やしの実通信 by Dr Rieko Hayakawa

太平洋を渡り歩いて35年。島と海を国際政治、開発、海洋法の視点で見ていきます。

「ヘンゼルとグレーテル」ー 日米同盟

ヘンゼルとグレーテル」ー 日米同盟

 日米同盟を勉強していて、急にグリム童話の「ヘンゼルとグレーテル」が思い浮かんだ。

 戦いに勝った緑の魔女は弱り切ったヘンゼルとグレーテルを食べるのを止めて、お菓子の家に住まわせました。一生懸命働かせて、太らせて、一生魔女に仕える様にしようとしたのです。

 魔女の悪巧みは成功し今では殺し合いまでした魔女を、ヘンゼルとグレーテルは世界で一番の友人であるとまで思う様になりました。

 魔女が喜ぶものでしたら、魔女が求めるものでしたら、自分たちが精魂こめて作ったお菓子を全部上げるのも厭いませんでした。自分たちの友達が住んでいる世界で一番美しい島ーエメラルドアイランドまで魔女にあげてしまいました。

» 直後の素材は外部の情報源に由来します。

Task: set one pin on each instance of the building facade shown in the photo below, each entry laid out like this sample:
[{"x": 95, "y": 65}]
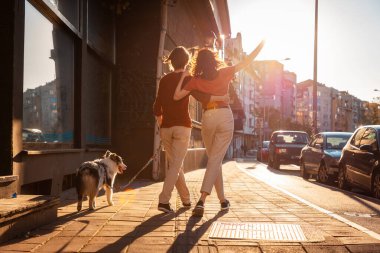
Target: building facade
[
  {"x": 81, "y": 78},
  {"x": 243, "y": 85}
]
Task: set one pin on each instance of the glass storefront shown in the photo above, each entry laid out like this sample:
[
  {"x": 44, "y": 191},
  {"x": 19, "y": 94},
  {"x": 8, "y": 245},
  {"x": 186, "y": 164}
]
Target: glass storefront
[{"x": 48, "y": 88}]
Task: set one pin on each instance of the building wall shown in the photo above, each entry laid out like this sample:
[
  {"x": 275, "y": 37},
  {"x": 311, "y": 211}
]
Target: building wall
[
  {"x": 138, "y": 34},
  {"x": 103, "y": 56},
  {"x": 7, "y": 27}
]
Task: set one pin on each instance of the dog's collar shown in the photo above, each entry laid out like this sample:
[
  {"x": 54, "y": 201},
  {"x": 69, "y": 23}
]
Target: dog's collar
[{"x": 107, "y": 179}]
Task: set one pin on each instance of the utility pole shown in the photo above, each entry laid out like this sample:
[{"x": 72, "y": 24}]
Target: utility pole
[{"x": 315, "y": 103}]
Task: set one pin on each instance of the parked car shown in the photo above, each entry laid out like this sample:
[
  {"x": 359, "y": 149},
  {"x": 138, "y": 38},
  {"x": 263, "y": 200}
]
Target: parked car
[
  {"x": 321, "y": 156},
  {"x": 285, "y": 147},
  {"x": 263, "y": 151},
  {"x": 359, "y": 164}
]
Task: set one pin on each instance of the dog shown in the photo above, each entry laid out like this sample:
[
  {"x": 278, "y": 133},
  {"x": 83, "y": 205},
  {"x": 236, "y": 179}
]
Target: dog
[{"x": 91, "y": 176}]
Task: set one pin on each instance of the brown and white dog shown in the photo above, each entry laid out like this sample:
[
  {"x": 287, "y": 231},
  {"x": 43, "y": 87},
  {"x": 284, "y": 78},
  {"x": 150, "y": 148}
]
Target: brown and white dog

 かれこれ600年、ヘンゼルとグレーテルは、お菓子の家で強く元気に育ちました。自分たちの友人である緑の魔女がいつも近くにいたので、敵から攻撃されることもありませんでした。

 それでも緑の魔女が、隣の赤い魔女にいつも虐められているのは知っていましたから、ある日自分たちも赤い魔女をやっつける計画を立てて緑の魔女に見せたのです。ところが緑の魔女は激怒しました。

 ヘンゼルとグレーテルはてっきり緑の魔女が喜んでくれると思ったので驚いてがっかりしてしまいました。魔女は「お前達が勝手に戦うのは許さない。私達の兵士にもっと食料を貢ぎなさい。私達の兵士が戦いに勝つ様に後ろで助けるのだ。」と言いました。

 実は赤い魔女はヘンゼルとグレーテルのお爺さんのそのまたお爺さんの2千年前からお友達だったのです。ヘンゼルとグレーテルの家族と赤い魔女は同じ字を使い、同じ着物を着ていました。

 緑の魔女はその事を知っていましたから、ヘンゼルとグレーテルが赤い魔女と近づく事を大変おそれていたのです。

 緑の魔女を世界で一番の友人と信じきっているヘンゼルとグレーテルは、緑の魔女が悲しむ事を、怒るような事は絶対で来ません。時々緑の魔女が間違っている、と思う事もありますが異議を唱えるようなことも絶対しません。

 ヘンゼルとグレーテルはお菓子の家に篭ったまま、ひたすら魔女や魔女の兵士達に貢ぐお菓子を作り続けるのでした。